Fête du corps et du sang du Christ
Par Marcel Bernos
Dt 8, 2-3.14b-16a ; Ps 147, 12-13, 14-15, 19-20 ;
1 Co 10, 16-17 ; Jn 6, 51-58)
Et si cette « longue marche dans le désert », dont parle le Deutéronome, était tout simplement l’image de notre vie ? Elle peut, comme en un désert, se dérouler dans une certaine pauvreté matérielle ou morale, un vide culturel ou une aridité spirituelle ? Ou les quatre ? Cette marche devrait être une « démarche » pour nous faire sortir de l’esclavage de nos habitudes, de nos faiblesses, de nos caprices, de nos peurs. Les Hébreux en ont fait l’expérience au désert, mais leur véritable faim, même s’ils ne le savaient pas clairement, c’était la faim de Dieu. Et nous aussi nous sommes en proie à cette faim. sans toujours savoir la définir ni la reconnaître.

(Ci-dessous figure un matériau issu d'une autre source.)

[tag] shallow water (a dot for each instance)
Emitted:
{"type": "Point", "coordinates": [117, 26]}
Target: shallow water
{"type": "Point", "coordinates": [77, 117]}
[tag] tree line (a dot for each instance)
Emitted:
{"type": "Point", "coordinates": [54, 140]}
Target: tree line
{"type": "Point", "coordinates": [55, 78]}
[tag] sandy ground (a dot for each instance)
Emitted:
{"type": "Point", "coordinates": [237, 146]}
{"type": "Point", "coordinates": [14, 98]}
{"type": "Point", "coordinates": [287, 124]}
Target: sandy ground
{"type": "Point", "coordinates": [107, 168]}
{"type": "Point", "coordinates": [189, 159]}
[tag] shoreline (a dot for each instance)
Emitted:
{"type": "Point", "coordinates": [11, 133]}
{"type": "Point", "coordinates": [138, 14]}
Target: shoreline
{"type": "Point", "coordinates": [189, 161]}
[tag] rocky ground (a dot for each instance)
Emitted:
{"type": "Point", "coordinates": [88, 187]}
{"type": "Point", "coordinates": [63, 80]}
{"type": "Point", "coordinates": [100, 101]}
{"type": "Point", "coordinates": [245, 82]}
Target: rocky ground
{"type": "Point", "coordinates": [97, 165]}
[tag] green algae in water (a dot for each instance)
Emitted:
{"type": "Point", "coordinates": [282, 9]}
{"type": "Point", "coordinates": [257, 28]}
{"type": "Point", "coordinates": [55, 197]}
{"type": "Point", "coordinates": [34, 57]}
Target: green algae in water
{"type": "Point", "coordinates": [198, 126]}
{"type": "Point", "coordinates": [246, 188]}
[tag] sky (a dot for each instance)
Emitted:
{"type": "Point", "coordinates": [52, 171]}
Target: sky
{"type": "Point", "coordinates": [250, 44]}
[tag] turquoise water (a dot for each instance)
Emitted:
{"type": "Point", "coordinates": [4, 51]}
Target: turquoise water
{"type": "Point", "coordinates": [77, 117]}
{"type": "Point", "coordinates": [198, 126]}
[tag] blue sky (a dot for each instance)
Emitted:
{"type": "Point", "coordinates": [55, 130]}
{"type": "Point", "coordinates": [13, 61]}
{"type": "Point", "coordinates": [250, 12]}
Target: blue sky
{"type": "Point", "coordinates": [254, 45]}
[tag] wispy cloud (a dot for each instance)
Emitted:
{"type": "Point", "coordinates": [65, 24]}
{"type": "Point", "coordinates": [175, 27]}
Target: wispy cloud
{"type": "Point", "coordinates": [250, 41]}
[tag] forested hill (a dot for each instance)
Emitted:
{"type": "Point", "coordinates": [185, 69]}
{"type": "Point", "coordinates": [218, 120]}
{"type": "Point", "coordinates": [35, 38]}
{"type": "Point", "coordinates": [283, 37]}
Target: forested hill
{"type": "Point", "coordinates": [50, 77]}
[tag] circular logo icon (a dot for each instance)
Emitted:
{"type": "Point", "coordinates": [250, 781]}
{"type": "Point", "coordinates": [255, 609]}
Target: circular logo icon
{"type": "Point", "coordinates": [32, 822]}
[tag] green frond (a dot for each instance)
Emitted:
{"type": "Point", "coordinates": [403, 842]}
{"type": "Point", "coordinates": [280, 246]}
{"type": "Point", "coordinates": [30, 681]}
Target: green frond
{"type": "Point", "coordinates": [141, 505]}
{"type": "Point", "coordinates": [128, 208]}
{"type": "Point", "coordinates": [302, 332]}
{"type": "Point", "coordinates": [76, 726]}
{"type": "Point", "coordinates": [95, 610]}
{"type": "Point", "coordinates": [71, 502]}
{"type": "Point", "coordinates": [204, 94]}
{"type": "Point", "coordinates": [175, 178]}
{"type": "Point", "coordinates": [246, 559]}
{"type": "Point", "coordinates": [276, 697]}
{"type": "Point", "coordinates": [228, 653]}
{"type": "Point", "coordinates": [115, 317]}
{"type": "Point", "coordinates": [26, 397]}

Depuis le XVIe siècle, l’Église romaine a donné une place centrale, parfois presque unique à la messe dans la vie « chrétienne » des catholiques. Et à l’intérieur de celle-ci — peut-être dans un esprit « contre-réformé » — à l’Eucharistie. Chaque dimanche, une grande partie des fidèles « communient », suivant bien en cela l’invitation de Jésus : « Prenez et mangez-en tous…, prenez et buvez… ». Cette « faim de l’Eucharistie » a été le prétexte, ces derniers temps, à des récriminations de ceux qui faisaient passer les conditions de sécurité sanitaire — pourtant authentique geste de charité envers notre prochain — après la possibilité d’assister in corpore à la cérémonie hebdomadaire rassemblant la communauté. Il était question de faim de Dieu. Était-ce la seule façon de l’apaiser ?
Certes, saint Jean cite le discours impératif de Jésus sur le pain de vie : « Moi, je suis le pain vivant, qui est descendu du ciel […] Celui qui mange ma chair et boit mon sang a la vie éternelle ». Son évangile rapporte aussi les réactions « rationalistes » des Juifs à ce discours : « Comment celui-là peut-il nous donner sa chair à manger ? ». Soyons sincères, est-ce que nous ne nous posons pas, parfois, la même question ? Que représente vraiment, pour chacun d’entre nous, ce morceau de pain qui « contient » Dieu ?
N’y a-t-il pas une autre approche possible de Dieu moins « substantielle », mais aussi essentielle : sa Parole ? Elle est constitutive de la création, donc du « salut ». Dans le Prologue de l’évangile de Jean, Jésus-Christ est désigné comme le « Verbe ». Il est l’incarnation de la Parole de Dieu, Parole agissante, créatrice. Ne peut-on, ne doit-on pas le retrouver également dans l’étude et la « dégustation » de cette Parole. J’emploie volontairement un terme du vocabulaire de la nutrition, puisqu’il est question de répondre à une faim. Dieu est là aussi, au plus profond de notre intimité.
La « présence réelle » existe aussi dans cette Parole. Combien de communautés chrétiennes l’ont vécu face à des persécutions politiques ou religieuses ? N’ont elles pas réussi à vivre et persisté au long de plusieurs siècles de clandestinité, même sans célébration eucharistique ou de la Cène, par le partage de l’Écriture et la solidarité communautaire, que ce soit au Japon ou dans les Cévennes ?
Le débat houleux, et parfois navrant, sur la réouverture des églises en temps de pandémie, pose crûment non seulement une question de droit, comme l’ont soulevé quelques pétitions enflammées, mais sur ce qu’est notre foi en vérité, et sur quoi elle s’appuie et de quoi elle se nourrit. S’interroger ainsi est d’autant plus urgent quand on voit resurgir comme réponse privilégiée, un peu partout et parfois sous la houlette cléricale, un recours aux dévotions et aux rites.